Alliance backs calls for mortgage help for jobless
Alliance backs calls for mortgage help for jobless
Alliance Party media release FOR IMMEDIATE RELEASE Monday 6 April 2009
The Alliance Party is backing calls for banks to give a break to struggling borrowers who lose their jobs.
Alliance Economic Development spokesperson Quentin Findlay says the finance sector union FINSEC is right to demand that banks help workers who lose their jobs in the current recession.
The Australian Government has offered a reprieve on mortgages and car loans to people who lose their jobs, after it brokered a deal with banks in exchange for its bank guarantee scheme.
Mr Findlay says that moves by the Australian Government were the right thing to do to help workers.
"But while Australian banks are being told to play their part, New Zealand is still being told to sit and wait by the National Government."
While the Government considers the possibilities, time moves on for the rest of us, Mr Findlay says.
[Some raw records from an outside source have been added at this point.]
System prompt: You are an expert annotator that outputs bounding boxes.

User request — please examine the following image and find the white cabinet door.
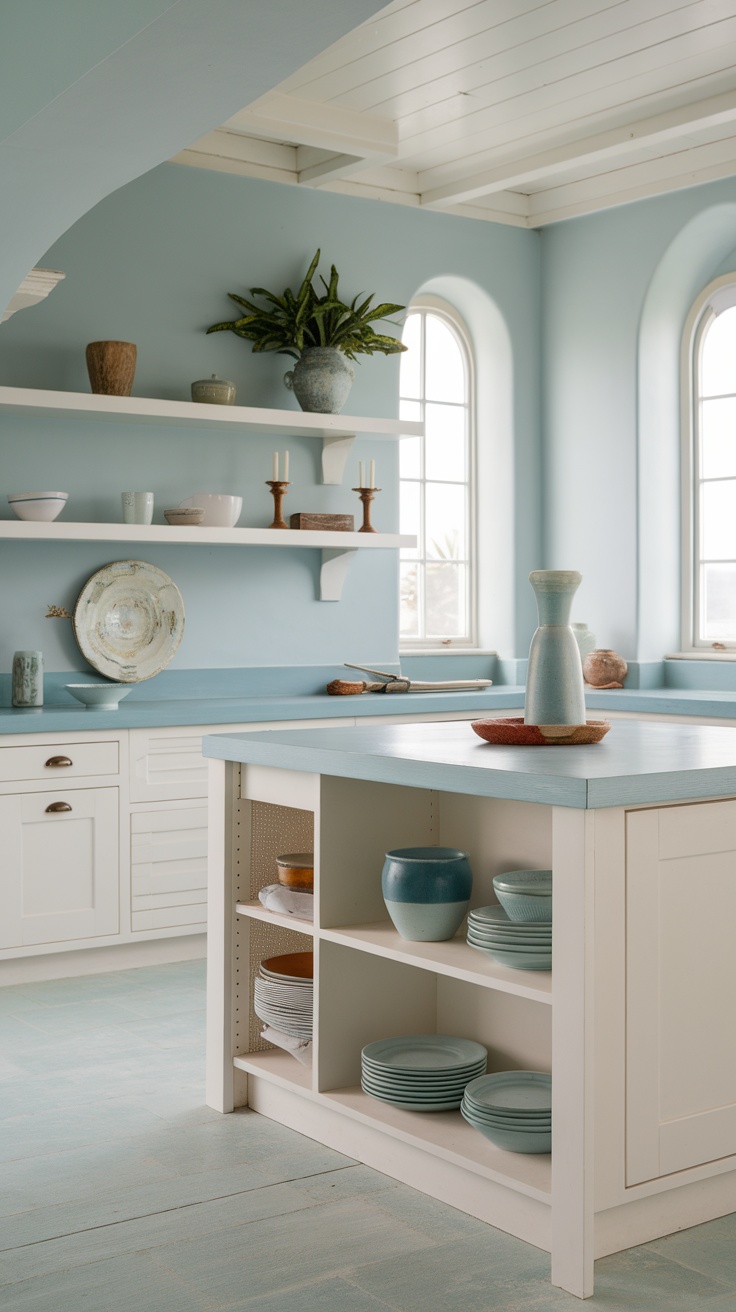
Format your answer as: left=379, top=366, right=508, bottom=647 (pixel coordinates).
left=0, top=789, right=119, bottom=947
left=130, top=803, right=207, bottom=933
left=626, top=802, right=736, bottom=1185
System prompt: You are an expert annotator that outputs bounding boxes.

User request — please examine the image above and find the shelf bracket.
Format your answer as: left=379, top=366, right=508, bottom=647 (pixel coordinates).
left=321, top=433, right=356, bottom=483
left=319, top=547, right=357, bottom=601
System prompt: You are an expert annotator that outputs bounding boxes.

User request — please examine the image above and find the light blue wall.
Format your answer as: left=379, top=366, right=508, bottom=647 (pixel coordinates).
left=542, top=180, right=736, bottom=660
left=0, top=0, right=383, bottom=307
left=0, top=164, right=541, bottom=670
Mr Findlay says some people who tried to ease their financial burden by shifting between fixed and floating rates were being heavily penalised by some banks for doing so.
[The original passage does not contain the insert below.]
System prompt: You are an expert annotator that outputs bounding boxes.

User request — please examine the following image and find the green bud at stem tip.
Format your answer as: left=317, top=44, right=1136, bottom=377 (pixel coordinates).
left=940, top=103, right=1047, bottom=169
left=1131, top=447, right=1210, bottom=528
"There have been several investigations into the mortgage issue, most notably by the Sunday Star Times, which show that banks are being inflexible when people try to restructure their debts."
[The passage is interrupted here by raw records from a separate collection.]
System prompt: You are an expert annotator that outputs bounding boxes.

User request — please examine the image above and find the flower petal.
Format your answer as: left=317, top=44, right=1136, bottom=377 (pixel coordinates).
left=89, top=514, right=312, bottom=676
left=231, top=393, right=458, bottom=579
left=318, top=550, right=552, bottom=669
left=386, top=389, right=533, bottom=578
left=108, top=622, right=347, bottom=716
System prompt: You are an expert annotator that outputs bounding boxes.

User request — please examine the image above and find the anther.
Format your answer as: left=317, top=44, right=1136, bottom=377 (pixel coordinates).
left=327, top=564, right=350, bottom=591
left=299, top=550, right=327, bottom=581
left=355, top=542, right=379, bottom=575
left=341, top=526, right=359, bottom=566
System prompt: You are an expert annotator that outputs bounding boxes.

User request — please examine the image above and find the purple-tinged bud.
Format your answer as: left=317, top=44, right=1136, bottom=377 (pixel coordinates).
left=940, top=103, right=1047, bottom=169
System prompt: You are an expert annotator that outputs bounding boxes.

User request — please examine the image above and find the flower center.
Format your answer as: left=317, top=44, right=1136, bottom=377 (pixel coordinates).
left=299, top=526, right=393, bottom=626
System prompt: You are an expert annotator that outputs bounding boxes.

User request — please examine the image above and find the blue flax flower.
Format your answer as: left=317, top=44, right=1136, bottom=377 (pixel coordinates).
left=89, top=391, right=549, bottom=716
He says that mortgagee sales had risen from 28 sales in January 2007 to 150 in January 2009. This was an increase of 275 percent, and with unemployment tipped to rise as high as 9 percent in some estimates the worst was still to come.
"Mortgagee sales will increase and there will be more people wanting to shift between fixed and floating rates."
Mr Findlay says banks needed to be socially responsible and could not be allowed to gouge profits in a time of recession.
"Most banks in New Zealand are in private overseas ownership and are only after profits for their overseas shareholders."
He says taxpayers are propping the banking system up both here in New Zealand and globally through banking guarantees.
"If private banks receive public money, they should expect a degree of public control."